– Oh! à merveille. Nous voulons parler à l'ambassadeur.
– Je viens de sa part.
– De sa part! pour nous dire?..
– Qu'il vous prie de sortir bien vite de son hôtel, et bien vite, messieurs.
Les deux joailliers se regardèrent penauds.
– Parce que, dit Ducorneau avec importance, vous avez été maladroits et malhonnêtes, à ce qu'il paraît.
– Écoutez-nous donc.
– C'est inutile, dit tout à coup la voix de Beausire, qui apparut fier et froid au seuil de la chambre. Monsieur Ducorneau, Son Excellence vous a dit de congédier ces messieurs. Congédiez-les.
– Monsieur le secrétaire…
– Obéissez, dit Beausire avec dédain. Faites!
Et il passa.
Le chancelier prit son parent par l'épaule droite, l'associé du parent par l'épaule gauche, et les poussa doucement dehors.
– Voilà, dit-il, c'est une affaire manquée.
– Que ces étrangers sont donc susceptibles, mon Dieu! murmura Bœhmer, qui était un Allemand.
– Quand on s'appelle Souza et qu'on a neuf cent mille livres de revenu, mon cher cousin, dit le chancelier, on a le droit d'être ce qu'on veut.
– Ah! soupira Bossange, je vous ai bien dit, Bœhmer, que vous êtes trop raide en affaires.
– Eh! répliqua l'entêté Allemand, si nous n'avons pas son argent, il n'aura pas notre collier.
On approchait de la porte de la rue.
Ducorneau se mit à rire.
– Savez-vous bien ce que c'est qu'un Portugais? dit-il dédaigneusement; savez-vous ce que c'est qu'un ambassadeur, bourgeois que vous êtes? Non. Eh bien! je vais vous le dire. Un ambassadeur favori d'une reine, M. Potemkine, achetait tous les ans, au 1
janvier, pour la reine, un panier de cerises qui coûtait cent mille écus, mille livres la cerise; c'est joli, n'est-ce pas? Eh bien! M. de Souza achètera les mines du Brésil pour trouver dans les filons un diamant gros comme tous les vôtres. Cela lui coûtera vingt années de son revenu, vingt millions; mais que lui importe, il n'a pas d'enfants. Voilà.
Et il leur fermait la porte, quand Bossange, se ravisant:
– Raccommodez cela, dit-il, et vous aurez…
– Ici, l'on est incorruptible, répliqua Ducorneau.
Et il ferma la porte.
Le soir même, l'ambassadeur reçut la lettre suivante:
«Monseigneur,
«Un homme qui attend vos ordres et désire vous présenter les respectueuses excuses de vos humbles serviteurs est à la porte de votre hôtel; sur un signe de Votre Excellence, il déposera dans les mains d'un de vos gens le collier qui avait eu le bonheur d'attirer votre attention.
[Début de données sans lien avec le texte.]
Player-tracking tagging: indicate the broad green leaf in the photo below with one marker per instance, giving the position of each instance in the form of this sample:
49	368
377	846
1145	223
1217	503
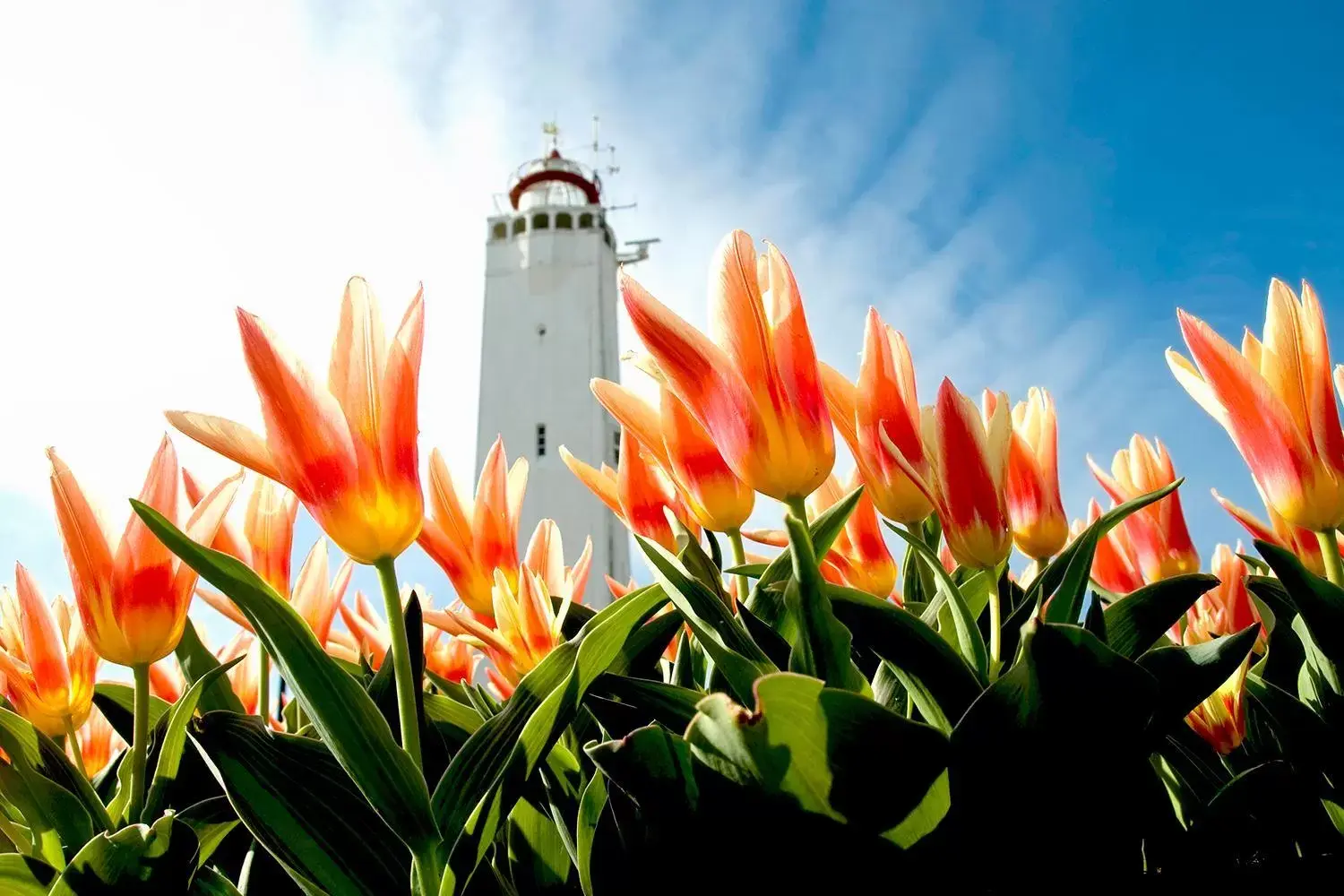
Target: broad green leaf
195	661
1136	621
23	876
910	646
175	737
137	860
968	633
297	801
344	716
«Daignez recevoir, monseigneur, l'assurance du profond respect, etc., etc.
«Bœhmer et Bossange.»
– Eh bien! mais, dit don Manoël en lisant cette épître, le collier est à nous.
– Non pas, non pas, dit Beausire; il ne sera à nous que quand nous l'aurons acheté; achetons-le!
– Comment?
– Votre Excellence ne sait pas le français, c'est convenu; et, tout d'abord, débarrassons-nous de M. le chancelier.
– Comment?
– De la façon la plus simple: il s'agit de lui donner une mission diplomatique importante; je m'en charge.
– Vous avez tort, dit Manoël, il sera ici notre caution.
– Il dira que vous parlez français comme M. Bossange et moi.
– Il ne le dira pas; je l'en prierai.
– Soit, qu'il reste. Faites entrer l'homme aux diamants.
L'homme fut introduit; c'était Bœhmer en personne, Bœhmer, qui fit les plus profondes gentillesses et les excuses les plus soumises.
Après quoi il offrit ses diamants, et fit mine de les laisser pour être examinés.
Don Manoël le retint.
– Assez d'épreuves comme cela, dit Beausire; vous êtes un marchand défiant; vous devez être honnête. Asseyons-nous ici et causons, puisque M. l'ambassadeur vous pardonne.
– Ouf! que l'on a du mal à vendre! soupira Bœhmer.
«Que de mal on se donne pour voler!» pensa Beausire.
Chapitre XXX
Le marché
Alors, M. l'ambassadeur consentit à examiner le collier en détail.
M. Bœhmer en montra curieusement chaque pièce, et en fit ressortir chaque beauté.